Obstacles rencontrés et leçons tirées
Le principal obstacle est d’accepter de redevenir débutant à cinquante ans. Après deux décennies à animer des équipes et conseiller des dirigeants, il faut une bonne dose d'humilité pour apprendre un nouveau métier depuis le terrain. Il faut aussi accepter une baisse significative de revenus, au moins dans un premier temps. J'ai appris qu'il était essentiel de construire des relations solides avec les équipes en place avant de vouloir changer quoi que ce soit. L'écoute et la confiance se gagnent, elles ne se décrètent pas, peu importe d'où l'on vient. Autre leçon : ne pas sous-estimer la logistique de la transition. Transférer ses missions, réorganiser ses engagements, déménager,... Tout cela prend du temps et de l'énergie. Mieux vaut anticiper et s'entourer.
Quels conseils aurais-tu pour celles et ceux qui souhaiteraient se lancer dans le même parcours ?
D'abord, testez avant de sauter. Une immersion de quelques jours, même informelle, vaut mieux que des mois de réflexion abstraite. Le corps et les émotions parlent : si vous terminez chaque journée énergisé et heureux-se, c'est un signal fort.

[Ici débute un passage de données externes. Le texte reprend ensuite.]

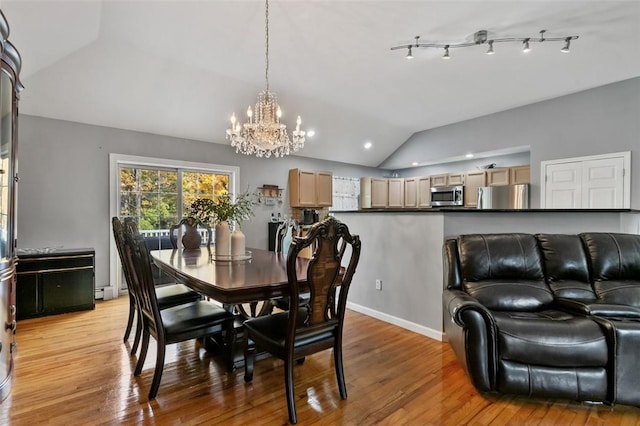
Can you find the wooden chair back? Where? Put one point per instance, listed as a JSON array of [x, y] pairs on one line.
[[328, 269], [144, 287]]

Ensuite, engagez-vous bénévolement dans des mouvements liés à la transition, comme la CEC, les Shifters, ou d'autres collectifs. Ces espaces accélèrent la prise de conscience et ouvrent des portes insoupçonnées. N'attendez pas d'avoir tout planifié. À 80% de certitude, lancez-vous. Les 20% restants se construisent en chemin. Enfin, entourez-vous. La reconversion n'est pas un chemin solitaire. Parlez-en autour de vous, trouvez des pairs qui ont fait le saut, appuyez-vous sur votre réseau. Ce qui rend le parcours beau, ce n'est pas d'avoir toutes les réponses, c'est d'avancer malgré les doutes.